Over the past 5 years, New Jersey Resources Corporation (NJR) delivered a total return of +46.
6%, compared to +8. 5% for Northwest Natural Holding Company (NWN). Over 10 years, the gap is even starker: NJR returned +90. 4% versus NWN's +22. 0%. Past returns do not guarantee future results, and the stock with the higher historical return may already have its best growth priced in.
04Which is safer — NJR or NWN?
By beta (market sensitivity over 5 years), New Jersey Resources Corporation (NJR) is the lower-risk stock at -0.
13β versus Northwest Natural Holding Company's -0. 05β — meaning NWN is approximately -60% more volatile than NJR relative to the S&P 500. On balance sheet safety, New Jersey Resources Corporation (NJR) carries a lower debt/equity ratio of 158% versus 187% for Northwest Natural Holding Company — giving it more financial flexibility in a downturn.
05Which is growing faster — NJR or NWN?
By revenue growth (latest reported year), New Jersey Resources Corporation (NJR) is pulling ahead at 13.
9% versus 11. 8% for Northwest Natural Holding Company (NWN). On earnings-per-share growth, the picture is similar: Northwest Natural Holding Company grew EPS 36. 5% year-over-year, compared to 14. 0% for New Jersey Resources Corporation. Over a 3-year CAGR, NWN leads at 7. 5% annualised revenue growth. Higher growth typically commands a higher valuation multiple — check whether the premium P/E or P/S is justified by the growth rate using the PEG ratio.
06Which has better profit margins — NJR or NWN?
New Jersey Resources Corporation (NJR) is the more profitable company, earning 16.
5% net margin versus 8. 8% for Northwest Natural Holding Company — meaning it keeps 16. 5% of every revenue dollar as bottom-line profit. Operating margin tells a similar story: NWN leads at 31. 4% versus 21. 4% for NJR. At the gross margin level — before operating expenses — NWN leads at 39. 6%, reflecting greater pricing power or product mix advantage. Stronger margins indicate durable pricing power, lower cost of revenue, or higher mix of software/services. They are one of the clearest signs of business quality.
07Is NJR or NWN more undervalued right now?
The PEG ratio (forward P/E divided by expected earnings growth rate) is the most precise measure of undervaluation relative to growth potential.
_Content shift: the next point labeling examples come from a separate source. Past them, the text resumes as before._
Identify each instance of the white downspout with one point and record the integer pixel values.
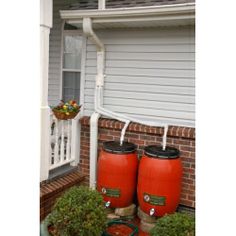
(45, 26)
(99, 110)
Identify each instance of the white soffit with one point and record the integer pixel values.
(170, 15)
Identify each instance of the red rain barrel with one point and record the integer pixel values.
(159, 180)
(117, 173)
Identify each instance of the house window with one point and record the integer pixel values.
(71, 66)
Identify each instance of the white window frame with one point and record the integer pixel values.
(83, 62)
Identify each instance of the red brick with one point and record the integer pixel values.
(142, 136)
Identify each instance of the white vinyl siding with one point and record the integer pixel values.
(149, 74)
(54, 77)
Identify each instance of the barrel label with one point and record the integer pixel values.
(111, 192)
(154, 200)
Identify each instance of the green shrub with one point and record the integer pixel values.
(79, 211)
(177, 224)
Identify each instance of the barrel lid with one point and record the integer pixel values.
(115, 147)
(157, 152)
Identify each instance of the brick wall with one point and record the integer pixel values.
(182, 138)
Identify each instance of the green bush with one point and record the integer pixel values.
(79, 211)
(177, 224)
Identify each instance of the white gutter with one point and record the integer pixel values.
(174, 14)
(185, 8)
(99, 110)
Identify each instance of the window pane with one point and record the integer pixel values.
(71, 86)
(72, 52)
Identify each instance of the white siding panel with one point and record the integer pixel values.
(147, 96)
(55, 54)
(149, 74)
(169, 56)
(139, 63)
(144, 72)
(144, 88)
(184, 82)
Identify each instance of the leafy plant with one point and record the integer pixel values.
(177, 224)
(68, 107)
(79, 211)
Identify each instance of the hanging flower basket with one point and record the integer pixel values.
(66, 111)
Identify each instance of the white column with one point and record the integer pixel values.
(45, 25)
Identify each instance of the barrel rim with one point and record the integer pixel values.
(114, 147)
(155, 151)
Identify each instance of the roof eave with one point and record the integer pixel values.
(137, 14)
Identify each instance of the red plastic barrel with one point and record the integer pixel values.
(117, 173)
(159, 180)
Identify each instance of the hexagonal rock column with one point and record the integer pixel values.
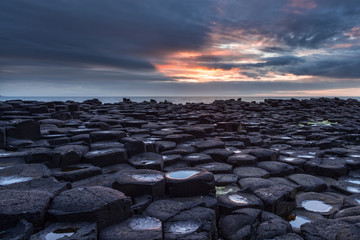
(138, 182)
(323, 204)
(189, 182)
(102, 205)
(135, 228)
(184, 220)
(97, 136)
(76, 172)
(74, 231)
(106, 157)
(147, 161)
(232, 201)
(16, 205)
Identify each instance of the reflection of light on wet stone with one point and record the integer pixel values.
(289, 152)
(299, 220)
(355, 181)
(184, 227)
(60, 233)
(316, 206)
(305, 156)
(353, 189)
(13, 179)
(145, 223)
(182, 174)
(235, 150)
(238, 199)
(147, 162)
(147, 177)
(154, 139)
(209, 166)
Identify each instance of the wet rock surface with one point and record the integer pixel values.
(278, 169)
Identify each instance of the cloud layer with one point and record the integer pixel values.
(197, 47)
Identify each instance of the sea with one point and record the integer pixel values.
(175, 100)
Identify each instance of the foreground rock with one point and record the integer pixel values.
(102, 205)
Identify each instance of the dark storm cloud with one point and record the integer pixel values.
(108, 33)
(122, 40)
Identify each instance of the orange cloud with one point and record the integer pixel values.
(304, 4)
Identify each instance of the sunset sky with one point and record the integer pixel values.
(180, 48)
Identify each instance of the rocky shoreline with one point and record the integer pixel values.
(279, 169)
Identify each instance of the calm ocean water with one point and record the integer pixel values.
(208, 99)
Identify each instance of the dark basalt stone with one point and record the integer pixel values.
(71, 154)
(50, 185)
(135, 228)
(30, 205)
(240, 159)
(219, 155)
(330, 229)
(102, 205)
(232, 201)
(138, 182)
(276, 169)
(21, 231)
(325, 167)
(255, 183)
(106, 157)
(189, 182)
(105, 145)
(245, 172)
(24, 129)
(147, 161)
(278, 199)
(208, 144)
(324, 204)
(50, 158)
(73, 231)
(263, 154)
(76, 172)
(97, 136)
(308, 182)
(197, 158)
(216, 167)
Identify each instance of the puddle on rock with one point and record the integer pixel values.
(60, 233)
(147, 177)
(182, 174)
(305, 156)
(353, 189)
(288, 159)
(354, 181)
(298, 221)
(13, 179)
(184, 227)
(147, 162)
(70, 169)
(224, 190)
(316, 206)
(236, 198)
(144, 223)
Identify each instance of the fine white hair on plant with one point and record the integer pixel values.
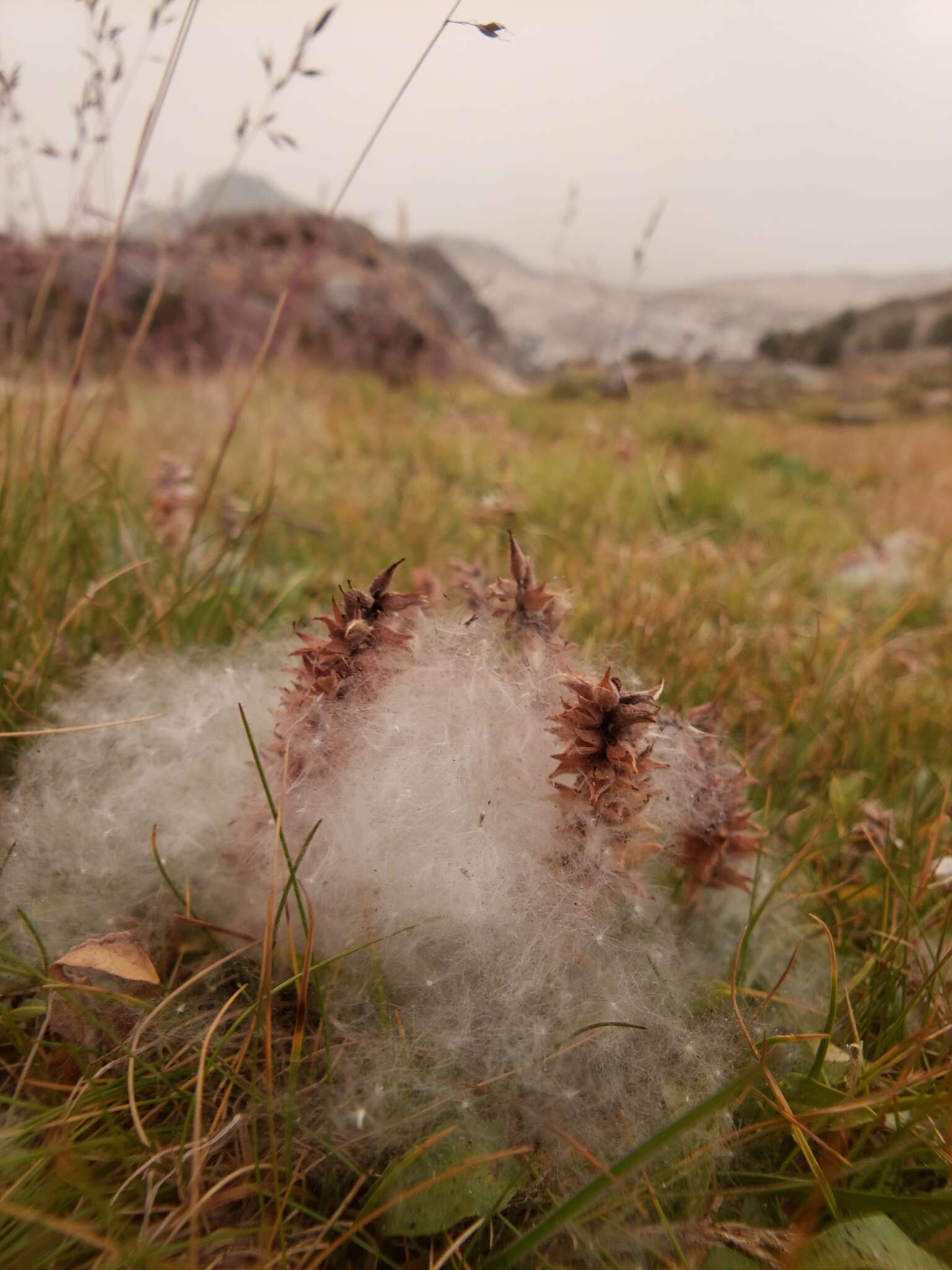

By this metric, New Jersey Resources Corporation (NJR) is the more undervalued stock at a PEG of 1. 15x versus Northwest Natural Holding Company's 4. 55x. A PEG below 1. 5 suggests fair-to-attractive pricing relative to expected growth. On forward earnings alone, New Jersey Resources Corporation (NJR) trades at 16. 4x forward P/E versus 16. 4x for Northwest Natural Holding Company — 0. 0x cheaper on a one-year earnings basis. Analyst consensus price targets imply the most upside for NWN: 13. 9% to $57. 00.
08Which pays a better dividend — NJR or NWN?
All stocks in this comparison pay dividends.
Northwest Natural Holding Company (NWN) offers the highest yield at 3. 8%, versus 3. 2% for New Jersey Resources Corporation (NJR).
09Is NJR or NWN better for a retirement portfolio?
For long-horizon retirement investors, New Jersey Resources Corporation (NJR) is the stronger choice — it scores higher on the combination of lower volatility, dividend reliability, and long-term compounding (low volatility (β -0.
13), 3. 2% yield). Both have compounded well over 10 years (NJR: +90. 4%, NWN: +22. 0%), confirming both are viable long-term holds — but the lower-volatility option typically results in less emotional selling during corrections. Retirement portfolios generally favour predictability over maximum returns. Consult a financial advisor before making allocation decisions.
10What are the main differences between NJR and NWN?
Both stocks operate in the Utilities sector, making this a peer-level intra-sector comparison — the same macro tailwinds and headwinds will affect both.
In terms of investment character: NJR is a small-cap deep-value stock; NWN is a small-cap income-oriented stock. These fundamental differences mean investors should not choose between them on a single metric — the "better stock" depends entirely on which of these characteristics aligns with your investment strategy.